What is Governance for AI and AI Agents?

Published: (January 27, 2026 at 06:33 PM EST)
4 min read
Source: Dev.to

Source: Dev.to

AI governance has recently gained traction because enterprises need safe AI systems for real‑world applications. Yet many still wonder what governance actually entails for AI agents.

In this article we’ll:

  • unpack what AI governance really means,
  • explain why getting it right is a complex problem, and
  • show how AI orchestration platforms like Credal can help teams simplify their governance approach.

What Is AI Governance?

At its core, AI Governance is a collection of policies, processes, and controls that guide how AI systems (models, applications, and agents) should be built, rolled out, and operated in a safe and compliant manner. These frameworks ensure AI is introduced and scaled responsibly—without security vulnerabilities, compliance violations, or reputational harm.

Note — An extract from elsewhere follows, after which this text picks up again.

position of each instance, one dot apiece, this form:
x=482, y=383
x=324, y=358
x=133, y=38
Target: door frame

In theory it’s straightforward; in practice, it’s not.

AI Governance focuses on a handful of sub‑problems that only surfaced with the rapid rise of AI agents. Because AI governance is still relatively new, existing frameworks (e.g., SOC 2) address it only partially and mainly in relation to data.

Why AI Agents Introduce New Risks

Developers and users have embraced AI agents quickly. Their autonomy and high customizability make them attractive, but those same qualities introduce new security and risk challenges.

Two Main Risk Categories

Risk TypeDescription
Data RiskAgents may expose sensitive information to employees who lack appropriate authorization, leading to regulatory penalties or jeopardized contracts.
Mutation RiskAgents often have write access, so they could incorrectly update external systems (e.g., send an email, post an unauthorized Slack message, delete a ticket, or make a payment).

Mitigating these risks requires a governance framework that clearly defines and enforces how access is provisioned across an agent ecosystem.

Who Is Responsible?

Responsibility for implementing these principles rests with the customer, not the vendor. Vendors are generally unwilling to assume liability for mistakes made by their applications—or their agents. Because agent behavior is largely unpredictable, enterprises must own the safeguards.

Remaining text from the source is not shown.